Monday, June 22, 2009

Garden Diary: Last Day of Spring

Yesterday was the last day of spring.

This photo, taken shortly after the first day of spring, around the end of March, shows the garden after all the grasses had been burned, leaving a blank slate. Seeing this image from a time in late June, I rather like the minimalist, barren look.

The next photo, taken on June 21, from a similar point of view, shows the change just twelve weeks can bring. One of the characteristics of a mostly grass and herbaceous perennial garden is the empty void of early spring. Another is the almost magical transformation the barren ground undergoes, giving forth a shape-shifting landscape as the plants emerge from the flat plain of earth, some towering to 14 feet by high summer.

Moving out into the garden, some of the theme plants begin to emerge from the blur. Below Filipendula rubra 'Venusta' - certainly the most prominent plant in the garden at this time of the year - appears in a 40-foot drift across the middle of the garden. Glaucous mounds of Rudbeckia maxima foliage add a quirky touch. I think of them as vegetable hippos. This is another theme plant, but it won't make its most important contribution for a few more weeks, when its flower stalks will climb to six or seven feet, each with a single skyward facing yellow daisy.

Moving further to the right, a Miscanthus giganteus is rapidly gaining height in the left background.

Filipendula with Astilbe 'Purple Lance' and narrow, feathery wands of Liatris pyncnostachia in front of the Filipendula ...

Another point of view with the Filipendula, next to a planting of Calamagrostis 'Karl Foerster', just coming into bloom ...

Moving to the middle of the garden, looking back toward the house, gives a sense of the scale of the planting. This point is probably about 250 feet from the house, obscured by a screen of London Planes and dogwoods. On the right is another theme plant, Joe Pye Weed, gaining height for its period of bloom in late July.

Turning clockwise, more Joe Pye Weed, Vernonia (planted from broadcast seed), and Miscanthus purpurescens in the foreground, and that single Miscanthus giganteus now on the far right.

A view from the far end of the garden, from behind a bank of bracken, looking back toward the house. This end of the garden has a low profile until later-developing plantings - Silphium terebinthinaceum, more Joe Pye, Rudbeckia maxima, Panicum 'Dallas Blues' and 'Cloud Nine' - gain height. Masses of Mountain Mint (Pycnanthemum muticum), with silvery foliage in late summer, and white Physostegia virginiana 'Miss Manners', invisible now, are dotted across a ground of pasture grasses, which have the grace to turn a light brown in summer, helping the garden to read as "meadow."

Continuing toward the left, a planting of Miscanthus 'Silberfeder', a hybrid petasites, and more Mountain mint (Pycnanthemum muticum) ...

And the same planting from the opposite side ...

After a wet spring and three weeks of almost daily rain, the soil is totally saturated. That these plants can live in such a hostile environment, much less thrive, is amazing ... but also proof that matching plants to existing conditions makes a garden possible just about anywhere on this earth.

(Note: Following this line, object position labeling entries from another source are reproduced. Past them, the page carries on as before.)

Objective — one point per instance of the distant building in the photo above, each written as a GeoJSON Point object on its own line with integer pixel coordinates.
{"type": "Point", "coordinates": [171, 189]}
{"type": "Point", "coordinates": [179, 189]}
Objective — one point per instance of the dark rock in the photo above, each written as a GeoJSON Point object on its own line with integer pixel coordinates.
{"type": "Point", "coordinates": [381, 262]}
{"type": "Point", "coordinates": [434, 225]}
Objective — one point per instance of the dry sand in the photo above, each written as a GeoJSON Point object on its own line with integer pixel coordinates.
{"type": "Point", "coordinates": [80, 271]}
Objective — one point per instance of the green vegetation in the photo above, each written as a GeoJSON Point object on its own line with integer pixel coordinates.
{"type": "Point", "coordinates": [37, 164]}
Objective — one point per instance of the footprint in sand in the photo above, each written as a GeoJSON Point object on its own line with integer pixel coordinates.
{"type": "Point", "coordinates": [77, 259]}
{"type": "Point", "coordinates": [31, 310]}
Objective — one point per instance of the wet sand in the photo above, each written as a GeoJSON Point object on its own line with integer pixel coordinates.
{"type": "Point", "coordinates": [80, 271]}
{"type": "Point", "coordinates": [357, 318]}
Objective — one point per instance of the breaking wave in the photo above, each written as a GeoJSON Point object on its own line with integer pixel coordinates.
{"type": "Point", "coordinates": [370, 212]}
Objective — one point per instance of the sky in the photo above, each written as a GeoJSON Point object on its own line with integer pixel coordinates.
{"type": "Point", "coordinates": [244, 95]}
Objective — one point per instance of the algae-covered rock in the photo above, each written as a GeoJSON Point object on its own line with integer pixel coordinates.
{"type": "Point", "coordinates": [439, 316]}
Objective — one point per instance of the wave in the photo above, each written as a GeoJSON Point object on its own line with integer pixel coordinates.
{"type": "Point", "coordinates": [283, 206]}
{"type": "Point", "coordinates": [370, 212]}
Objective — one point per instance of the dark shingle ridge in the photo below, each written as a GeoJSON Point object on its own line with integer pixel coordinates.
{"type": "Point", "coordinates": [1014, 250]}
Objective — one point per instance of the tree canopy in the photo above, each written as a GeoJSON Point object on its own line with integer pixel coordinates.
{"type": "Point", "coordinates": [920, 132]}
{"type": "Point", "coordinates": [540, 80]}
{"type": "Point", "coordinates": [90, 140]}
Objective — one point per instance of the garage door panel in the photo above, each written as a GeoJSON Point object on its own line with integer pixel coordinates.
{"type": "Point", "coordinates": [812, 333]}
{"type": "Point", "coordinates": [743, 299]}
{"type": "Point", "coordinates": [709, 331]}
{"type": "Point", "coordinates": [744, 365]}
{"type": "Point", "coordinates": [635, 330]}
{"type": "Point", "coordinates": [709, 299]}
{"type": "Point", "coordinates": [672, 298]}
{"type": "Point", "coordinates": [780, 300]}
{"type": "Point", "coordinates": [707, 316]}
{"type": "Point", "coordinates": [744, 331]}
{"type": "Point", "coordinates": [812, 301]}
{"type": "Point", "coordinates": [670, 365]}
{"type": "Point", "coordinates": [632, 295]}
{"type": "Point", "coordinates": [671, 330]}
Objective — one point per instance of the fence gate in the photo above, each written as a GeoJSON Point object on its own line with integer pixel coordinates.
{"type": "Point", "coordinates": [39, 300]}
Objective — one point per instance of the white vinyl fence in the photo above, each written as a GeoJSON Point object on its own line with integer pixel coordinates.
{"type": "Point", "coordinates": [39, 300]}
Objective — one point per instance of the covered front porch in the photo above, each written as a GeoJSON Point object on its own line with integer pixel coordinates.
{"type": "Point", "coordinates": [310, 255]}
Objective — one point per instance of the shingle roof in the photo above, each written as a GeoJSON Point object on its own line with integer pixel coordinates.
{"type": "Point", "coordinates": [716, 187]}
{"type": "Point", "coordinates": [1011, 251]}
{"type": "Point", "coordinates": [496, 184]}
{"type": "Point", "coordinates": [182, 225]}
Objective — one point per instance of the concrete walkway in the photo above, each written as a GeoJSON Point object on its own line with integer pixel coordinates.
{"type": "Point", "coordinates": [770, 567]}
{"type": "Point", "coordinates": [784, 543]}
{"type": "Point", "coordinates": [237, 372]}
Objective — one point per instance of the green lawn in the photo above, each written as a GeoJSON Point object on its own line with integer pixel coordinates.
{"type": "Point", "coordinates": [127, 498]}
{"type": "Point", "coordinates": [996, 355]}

  1. James, a beautiful image of early summer,I bet the tree frogs and lightning bugs are crazy there! (they are here!) I loved seeing the spare ground in spring,it makes you look at the future plants more clearly...Brian

  2. Viewing your garden from a drying Mediterranean region almost feels like peering into another hemisphere, as if we're exchanging greens and browns across the continent. The transformation of your space over the course of just three months is amazing. If it weren't for photography I'd have a hard time believing it.

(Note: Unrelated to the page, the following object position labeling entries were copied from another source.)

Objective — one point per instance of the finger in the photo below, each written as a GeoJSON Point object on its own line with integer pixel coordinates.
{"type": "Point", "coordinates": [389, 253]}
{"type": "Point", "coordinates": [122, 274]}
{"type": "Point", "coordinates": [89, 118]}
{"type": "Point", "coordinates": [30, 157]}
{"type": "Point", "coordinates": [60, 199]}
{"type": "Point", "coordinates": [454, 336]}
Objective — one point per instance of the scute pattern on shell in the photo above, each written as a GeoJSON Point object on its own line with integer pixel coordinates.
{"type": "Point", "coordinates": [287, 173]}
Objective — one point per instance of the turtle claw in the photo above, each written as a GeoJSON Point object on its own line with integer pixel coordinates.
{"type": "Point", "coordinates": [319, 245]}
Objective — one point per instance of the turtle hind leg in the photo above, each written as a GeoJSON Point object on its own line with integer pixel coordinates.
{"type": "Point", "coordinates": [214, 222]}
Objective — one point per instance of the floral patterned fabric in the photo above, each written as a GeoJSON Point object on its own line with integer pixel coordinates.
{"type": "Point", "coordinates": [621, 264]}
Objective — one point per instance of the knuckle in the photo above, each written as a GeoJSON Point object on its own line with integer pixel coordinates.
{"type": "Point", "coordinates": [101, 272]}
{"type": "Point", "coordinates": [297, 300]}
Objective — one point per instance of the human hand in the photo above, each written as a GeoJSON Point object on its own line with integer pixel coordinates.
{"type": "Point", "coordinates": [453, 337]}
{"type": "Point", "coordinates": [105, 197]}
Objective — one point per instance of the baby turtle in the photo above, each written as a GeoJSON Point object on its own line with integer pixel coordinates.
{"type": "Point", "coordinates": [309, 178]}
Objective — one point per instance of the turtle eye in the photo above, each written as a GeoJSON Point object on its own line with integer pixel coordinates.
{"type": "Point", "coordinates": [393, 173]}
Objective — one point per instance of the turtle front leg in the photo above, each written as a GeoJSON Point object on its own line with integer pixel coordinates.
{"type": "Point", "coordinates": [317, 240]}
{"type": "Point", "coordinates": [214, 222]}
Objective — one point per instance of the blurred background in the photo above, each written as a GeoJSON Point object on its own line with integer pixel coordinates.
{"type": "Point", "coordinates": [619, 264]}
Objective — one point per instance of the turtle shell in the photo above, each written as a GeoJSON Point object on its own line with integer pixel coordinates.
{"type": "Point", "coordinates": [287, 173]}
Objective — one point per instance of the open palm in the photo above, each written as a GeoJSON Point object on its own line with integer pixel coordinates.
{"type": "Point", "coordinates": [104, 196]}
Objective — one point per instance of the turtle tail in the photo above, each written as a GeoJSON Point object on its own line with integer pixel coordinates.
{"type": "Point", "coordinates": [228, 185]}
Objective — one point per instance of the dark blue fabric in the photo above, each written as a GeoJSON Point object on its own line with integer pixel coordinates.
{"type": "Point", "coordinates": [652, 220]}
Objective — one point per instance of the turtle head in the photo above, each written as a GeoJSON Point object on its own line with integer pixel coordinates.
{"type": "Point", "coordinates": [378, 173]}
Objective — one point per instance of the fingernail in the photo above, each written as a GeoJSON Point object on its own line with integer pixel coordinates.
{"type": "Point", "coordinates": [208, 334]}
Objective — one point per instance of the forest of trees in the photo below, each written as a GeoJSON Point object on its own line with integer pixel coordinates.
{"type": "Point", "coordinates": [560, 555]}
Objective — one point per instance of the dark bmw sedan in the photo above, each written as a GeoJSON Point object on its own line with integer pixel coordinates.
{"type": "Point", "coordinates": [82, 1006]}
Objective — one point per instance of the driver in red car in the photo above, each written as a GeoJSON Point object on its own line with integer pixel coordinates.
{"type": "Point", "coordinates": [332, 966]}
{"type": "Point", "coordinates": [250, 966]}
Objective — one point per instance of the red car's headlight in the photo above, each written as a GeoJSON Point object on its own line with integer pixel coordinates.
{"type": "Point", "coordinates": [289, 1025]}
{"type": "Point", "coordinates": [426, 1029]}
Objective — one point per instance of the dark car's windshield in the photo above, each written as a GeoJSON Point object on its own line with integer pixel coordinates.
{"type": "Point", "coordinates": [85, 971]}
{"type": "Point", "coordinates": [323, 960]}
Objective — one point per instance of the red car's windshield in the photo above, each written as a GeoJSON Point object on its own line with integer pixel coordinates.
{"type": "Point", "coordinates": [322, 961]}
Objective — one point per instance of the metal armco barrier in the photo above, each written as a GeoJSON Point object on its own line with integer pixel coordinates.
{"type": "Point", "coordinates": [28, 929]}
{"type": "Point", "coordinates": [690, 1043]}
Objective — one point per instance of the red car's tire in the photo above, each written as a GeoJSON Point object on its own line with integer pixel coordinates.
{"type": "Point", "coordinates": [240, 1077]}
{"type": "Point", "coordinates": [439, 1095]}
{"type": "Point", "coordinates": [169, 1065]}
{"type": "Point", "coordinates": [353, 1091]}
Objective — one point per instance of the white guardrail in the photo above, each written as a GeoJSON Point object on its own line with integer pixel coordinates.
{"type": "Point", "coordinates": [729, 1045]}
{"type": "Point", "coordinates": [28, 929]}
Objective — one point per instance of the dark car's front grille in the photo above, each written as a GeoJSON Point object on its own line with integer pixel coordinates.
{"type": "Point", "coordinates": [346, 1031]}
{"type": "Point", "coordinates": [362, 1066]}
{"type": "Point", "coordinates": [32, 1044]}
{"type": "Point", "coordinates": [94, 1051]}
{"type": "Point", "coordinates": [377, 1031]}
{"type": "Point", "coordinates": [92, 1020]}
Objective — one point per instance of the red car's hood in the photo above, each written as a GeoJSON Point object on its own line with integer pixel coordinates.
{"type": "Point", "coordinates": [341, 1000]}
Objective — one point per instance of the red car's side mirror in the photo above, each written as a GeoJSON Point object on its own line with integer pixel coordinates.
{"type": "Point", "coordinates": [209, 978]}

  3. Brian, we have thousands of frogs (the population exploded after I added a small pond). This is frog heaven. And lots of lightening bugs. Thanks to frogs, we have no mosquitoes.

  4. James, yes, we seem to live in very different worlds. I read plant names in your blog that mean nothing to me. I just don't know them. I've been reading Penelope Hobhouse's Gardens of Persia. Quite an academic book, with more history than I can absorb in one reading. It's about the beautiful gardens built over thousands of years in a very dry, arid landscape. I recommend it, if you haven't read it, as something of particular interest to one in your climate.

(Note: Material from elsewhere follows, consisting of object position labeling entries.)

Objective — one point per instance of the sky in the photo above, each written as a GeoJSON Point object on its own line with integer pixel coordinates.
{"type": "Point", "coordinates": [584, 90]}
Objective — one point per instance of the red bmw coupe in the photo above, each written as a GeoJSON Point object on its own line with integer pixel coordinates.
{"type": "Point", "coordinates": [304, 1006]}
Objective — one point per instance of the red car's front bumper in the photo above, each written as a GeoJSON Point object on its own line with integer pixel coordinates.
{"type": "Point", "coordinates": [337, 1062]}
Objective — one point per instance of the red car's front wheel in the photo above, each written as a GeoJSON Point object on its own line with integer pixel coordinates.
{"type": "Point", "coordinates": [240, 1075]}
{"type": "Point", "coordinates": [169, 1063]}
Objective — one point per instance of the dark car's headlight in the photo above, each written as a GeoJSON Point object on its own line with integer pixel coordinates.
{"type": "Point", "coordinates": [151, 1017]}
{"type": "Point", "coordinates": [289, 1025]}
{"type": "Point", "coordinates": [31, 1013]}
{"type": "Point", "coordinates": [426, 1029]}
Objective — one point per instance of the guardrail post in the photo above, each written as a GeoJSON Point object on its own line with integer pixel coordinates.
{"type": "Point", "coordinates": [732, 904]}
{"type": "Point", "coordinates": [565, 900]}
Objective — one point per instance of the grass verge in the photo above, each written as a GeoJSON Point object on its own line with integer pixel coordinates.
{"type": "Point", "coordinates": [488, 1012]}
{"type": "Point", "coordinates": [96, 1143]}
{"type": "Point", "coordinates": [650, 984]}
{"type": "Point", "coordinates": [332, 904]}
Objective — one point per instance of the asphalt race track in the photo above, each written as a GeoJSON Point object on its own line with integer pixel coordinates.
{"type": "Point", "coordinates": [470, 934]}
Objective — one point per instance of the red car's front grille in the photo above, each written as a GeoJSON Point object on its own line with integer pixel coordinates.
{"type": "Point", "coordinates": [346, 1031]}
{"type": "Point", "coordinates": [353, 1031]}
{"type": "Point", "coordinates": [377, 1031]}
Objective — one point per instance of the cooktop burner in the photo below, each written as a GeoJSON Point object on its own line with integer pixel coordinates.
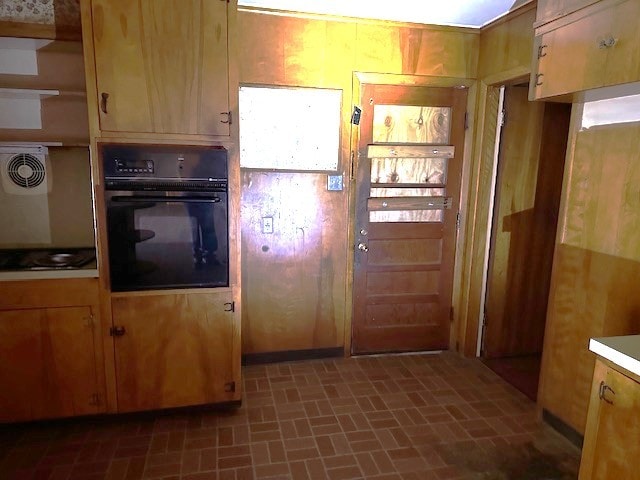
{"type": "Point", "coordinates": [46, 259]}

    I wish I had more knowledge of photography. I've been making an effort to show the garden in context, the space, the layout, structure, but I find I lose so much detail (perhaps because of lack of technical knowledge, low quality lenses?) it always involves a compromise between "the big view" and what's actually out there.

  5. What a beautiful oasis. - Dave

  6. snjgardener,
    Thanks for visiting. I see from my sitemeter that we apparently work for the same company!

  7. James, thanks for the Hobhouse book recommendation. I'm only cursorily familiar with her interest in Persian gardens (as from her comments in her Vista lecture). I notice that my library has the book, so it should be worth a look.

    I think your photos do a nice job of showing your space without depending on some of the tricks that many photographers seem to revert to using, things like photographing gardens only near dawn or dusk or resorting to a cloying sense of the picturesque. I appreciate that your photos communicate some of the structures, textures, contrasts and patterns that are in your mind when you select and position your plants.